Ces jours-ci résonnent comme un tintement de cloche dans un monde glacé. Cette phrase d'une nullité sans pareille, je la dois à ma faible inspiration. En ce moment je n'ai pas envie d'écrire.
Je ne veux pas sacraliser l'acte de l'écriture, ce qui est bête en soi, mais parfois je prends un cahier. Cahier soigneusement rangé dans des tiroires, avec ses frères...C'est le soir en général
que je m'installe, dans mon lit, j'écris des phrases stupides.Je m'endors.Je voudrais vivre dans un monde bleuté.
Mais, j'ai l'angoisse de n'avoir rien à dire. Mais c'est la réalité. Pas d'émois. Pas de sauts dans le vide, même pas de désespoir narcissique. J'ai du mal à concentrer mes idées, ma volonté. Je
marche parfois sur du verre comme au bon vieux temps. Parfois aussi je suis pris de vertige, d'une timidité maladive qui m'empêche de bien fonctionner.
Le quotidien est affreux. Il a une sale gueule.

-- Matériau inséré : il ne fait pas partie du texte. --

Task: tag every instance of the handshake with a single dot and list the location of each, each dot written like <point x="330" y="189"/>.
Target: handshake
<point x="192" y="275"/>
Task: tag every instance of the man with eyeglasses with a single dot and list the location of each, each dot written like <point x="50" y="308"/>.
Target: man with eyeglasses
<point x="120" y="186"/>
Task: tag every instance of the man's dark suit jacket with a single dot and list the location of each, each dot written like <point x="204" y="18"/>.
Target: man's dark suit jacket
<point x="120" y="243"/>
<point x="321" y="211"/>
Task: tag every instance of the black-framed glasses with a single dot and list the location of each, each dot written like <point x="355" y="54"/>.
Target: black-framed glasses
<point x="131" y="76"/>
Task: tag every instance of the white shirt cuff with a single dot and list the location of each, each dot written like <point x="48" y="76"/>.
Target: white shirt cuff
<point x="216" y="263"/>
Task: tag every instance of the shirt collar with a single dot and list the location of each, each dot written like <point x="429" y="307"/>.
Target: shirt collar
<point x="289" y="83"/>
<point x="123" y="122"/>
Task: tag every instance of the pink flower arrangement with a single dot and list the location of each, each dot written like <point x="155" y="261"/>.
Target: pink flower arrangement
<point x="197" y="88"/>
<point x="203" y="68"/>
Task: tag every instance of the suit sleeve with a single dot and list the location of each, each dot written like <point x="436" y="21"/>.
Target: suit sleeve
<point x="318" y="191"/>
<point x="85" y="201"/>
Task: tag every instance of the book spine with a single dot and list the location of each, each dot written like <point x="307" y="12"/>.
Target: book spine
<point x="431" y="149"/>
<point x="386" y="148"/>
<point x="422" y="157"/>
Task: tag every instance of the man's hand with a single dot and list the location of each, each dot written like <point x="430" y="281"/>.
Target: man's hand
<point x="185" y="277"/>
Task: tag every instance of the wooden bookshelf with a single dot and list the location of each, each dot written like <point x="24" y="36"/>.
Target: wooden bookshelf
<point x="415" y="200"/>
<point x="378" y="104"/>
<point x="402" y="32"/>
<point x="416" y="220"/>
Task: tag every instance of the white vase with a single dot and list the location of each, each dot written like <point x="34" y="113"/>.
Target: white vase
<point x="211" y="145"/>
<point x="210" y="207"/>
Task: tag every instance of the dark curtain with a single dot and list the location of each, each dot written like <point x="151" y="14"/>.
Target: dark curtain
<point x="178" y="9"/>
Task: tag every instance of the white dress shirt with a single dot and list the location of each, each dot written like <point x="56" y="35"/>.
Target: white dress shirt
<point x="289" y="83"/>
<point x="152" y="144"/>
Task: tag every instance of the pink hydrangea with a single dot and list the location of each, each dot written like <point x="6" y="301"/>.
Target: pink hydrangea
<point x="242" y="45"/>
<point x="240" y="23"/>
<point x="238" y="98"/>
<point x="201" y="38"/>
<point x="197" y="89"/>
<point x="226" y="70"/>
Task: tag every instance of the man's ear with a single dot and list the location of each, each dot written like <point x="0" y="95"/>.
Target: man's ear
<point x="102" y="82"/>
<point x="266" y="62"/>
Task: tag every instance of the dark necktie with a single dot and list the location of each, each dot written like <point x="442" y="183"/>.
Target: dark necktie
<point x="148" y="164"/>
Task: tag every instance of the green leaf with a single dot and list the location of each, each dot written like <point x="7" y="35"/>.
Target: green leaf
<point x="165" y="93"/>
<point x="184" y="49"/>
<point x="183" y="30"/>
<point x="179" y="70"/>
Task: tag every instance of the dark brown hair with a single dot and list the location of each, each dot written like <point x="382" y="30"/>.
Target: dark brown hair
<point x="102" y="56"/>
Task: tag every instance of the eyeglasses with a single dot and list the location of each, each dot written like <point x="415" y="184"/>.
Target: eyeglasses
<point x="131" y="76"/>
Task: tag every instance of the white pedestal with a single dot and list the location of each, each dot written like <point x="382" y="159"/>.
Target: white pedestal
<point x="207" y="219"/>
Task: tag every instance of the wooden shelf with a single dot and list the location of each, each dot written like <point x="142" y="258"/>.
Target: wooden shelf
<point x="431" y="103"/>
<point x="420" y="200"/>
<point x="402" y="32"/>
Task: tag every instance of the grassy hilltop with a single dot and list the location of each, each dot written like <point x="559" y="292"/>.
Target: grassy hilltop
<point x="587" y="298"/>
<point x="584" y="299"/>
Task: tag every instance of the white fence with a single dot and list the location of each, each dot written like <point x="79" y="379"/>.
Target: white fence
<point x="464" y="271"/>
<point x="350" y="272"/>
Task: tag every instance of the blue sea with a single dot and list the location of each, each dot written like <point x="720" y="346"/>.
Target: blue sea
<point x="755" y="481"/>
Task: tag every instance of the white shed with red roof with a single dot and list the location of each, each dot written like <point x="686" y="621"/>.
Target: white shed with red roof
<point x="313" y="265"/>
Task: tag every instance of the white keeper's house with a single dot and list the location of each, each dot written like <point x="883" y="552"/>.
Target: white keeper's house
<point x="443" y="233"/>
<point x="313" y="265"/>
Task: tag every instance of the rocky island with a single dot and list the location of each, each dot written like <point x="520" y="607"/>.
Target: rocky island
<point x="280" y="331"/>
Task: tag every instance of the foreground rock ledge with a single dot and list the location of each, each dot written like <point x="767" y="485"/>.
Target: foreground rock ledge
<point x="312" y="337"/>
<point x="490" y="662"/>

Je déteste les matins titubant et les journées vertes d'écoeurement.
J'ai envie d'écrire. J'ai envie de composer des morceaux. Piètre musicien, quelques accords à peine esquissés. Une voix qui se confond entre fausseté et trouble. Impossible à concilier. J'ai besoin
de m'exprimer pourtant. J'aurais voulu être musicien, je ne suis qu'un faiseur de bruits cocasses.J'aurais voulu être écrivain, je ne suis qu'un barbouilleur d'école. A quoi je sers? En quoi
suis-je bon?
Je suis une personne moyenne, j'ai des désirs moyens, je vis dans une ville moyenne, je ne suis ni heureux ni dépressif, je suis moyen. Moyen physiquement, paniqué par les moqueries (qui remontent
au collège) et encouragé par quelques compliments. L'avantage quand on est moyen physiquement c'est qu'on peut se laisser aller un jour, et afficher un visage moche et un visage un peu plus bien le
jour suivant.
Je perçois beaucoup de personnes jolies.Je complexe. Je tombe parfois en arrêt devant la beauté brute d'un garçon qui se dévoile sur ma route. J'ose à peine le dévisager. Je l'inspecte comme un
enfant qui a envie de comettre une bêtise. Les yeux. Ses yeux sont parfois d'une pureté masculine emplies de désir, de jouissance incarnée, que j'en défaille. Malheureusement, ses effusions
soudaines meurent en deux secondes et demi, avant que je ne soupire d'ennui, de désillusion.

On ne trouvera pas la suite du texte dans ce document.